Ten issues addressed in FTIL-NSEL merger case

The HC gave a detailed rationale for its decision on each of these

Ten issues addressed in FTIL-NSEL merger case
N Sundaresha Subramanian
Last Updated : Dec 11 2017 | 11:26 PM IST
Last week, the Bombay High Court passed a landmark judgment. It dismissed the petition challenging a central government move to merge the payment crisis-hit National Spot Exchange (NSEL) with its parent entity, earlier named Financial Technologies (FTIL) and since renamed 63 Moons’ Technologies.

Initially, the 2014 draft order under Section 396 of the Companies Act was stayed. Then, it was lifted, allowing the final order in February 2016. Operation of this order was kept in abeyance, pending the Bombay HC decision. This decision itself will not operate for another 12 weeks, allowing the petitioners — 63 Moons and others — to move the Supreme Court. 

In a case that saw senior advocates such as Harish Salve (FTIL), Darius Khambatta (government) and Iqbal Chagla (Securities and Exchange Board of India or Sebi) put forth arguments and counters, the court examined 10 key questions. In the 222-page order, the bench of Chief Justice Manjula Chellur and M S Sonak discussed each of these before arriving at the decision that there was no need to interfere with the government decision.
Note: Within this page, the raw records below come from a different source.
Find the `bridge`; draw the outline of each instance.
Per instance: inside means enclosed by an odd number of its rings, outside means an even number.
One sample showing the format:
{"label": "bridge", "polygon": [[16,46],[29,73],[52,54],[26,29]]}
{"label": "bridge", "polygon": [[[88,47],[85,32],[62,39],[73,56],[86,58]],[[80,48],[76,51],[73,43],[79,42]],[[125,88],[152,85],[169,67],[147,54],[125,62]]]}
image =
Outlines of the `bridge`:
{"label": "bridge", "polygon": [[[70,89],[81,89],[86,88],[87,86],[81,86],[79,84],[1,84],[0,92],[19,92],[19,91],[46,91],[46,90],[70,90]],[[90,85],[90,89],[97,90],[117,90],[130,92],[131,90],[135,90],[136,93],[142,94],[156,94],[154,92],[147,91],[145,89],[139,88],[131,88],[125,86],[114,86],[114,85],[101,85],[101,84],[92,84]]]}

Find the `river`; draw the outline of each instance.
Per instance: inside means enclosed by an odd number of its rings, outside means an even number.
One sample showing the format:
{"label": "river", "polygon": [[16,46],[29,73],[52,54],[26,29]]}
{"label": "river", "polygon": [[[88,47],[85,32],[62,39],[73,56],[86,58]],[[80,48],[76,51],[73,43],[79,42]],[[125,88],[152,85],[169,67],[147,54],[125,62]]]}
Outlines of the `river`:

These are the 10 issues:

1) Whether the impugned order breached the principles of natural justice and fair play;

2) Whether, considering Section 396(3) of the Companies Act, the central government was at all empowered to order compulsory amalgamation of a loss-making and wholly owned subsidiary (NSEL) with its profit-making holding company (FTIL); 

3) Whether the impugned order runs counter to Sections 396 (3) and 396(4) of the said Act, since, according to petitions filed in 2015 and 2016, the central government made no order assessing compensation to shareholders of FTIL; 

4) Whether the central government, in making the impugned order, has practised hostile and invidious discrimination, thereby infringing Article 14 of the Constitution of India; 

5) Whether the impugned order runs afoul of Section 396 of the Companies Act because the Centre has failed to address the issue of national interest; 

6) Whether the impugned order is also invalid under Section 396 because there was no public interest involved in ordering amalgamation of NSEL with FTIL; 

7) Whether the impugned order is based on only one ground or reason, i.e facilitating NSEL in recovering dues from defaulters and, therefore, applying an earlier laid-down principle, the Centre is barred from adding or supplementing reasons by way of affidavits; 

8) Whether the impugned order stands vitiated because there is no material on record in support of the aforesaid solitary ground or reason; 

9) Whether the impugned order can be said to be unreasonable; 

10) Whether the impugned order defies the judicial doctrine of proportionality.

The HC gave a detailed rationale for its decision on each of these; is difficult to accommodate all these in this column. The court’s view on point number 6, public interest, could have a wider implication in the coming days, as more companies seem headed this way. 

The judgment said on this: “The concept of public interest takes the company outside the conventional sphere of being a concern in which the shareholders alone are interested. It emphasises the idea of a company functioning for the public good or general welfare and, at any rate, not in a manner detrimental to the public good. The expression ‘public interest’ constitutes a positive check on unhindered exercise of private right, whether by management or by stockholders.”  Over to the Supreme Court.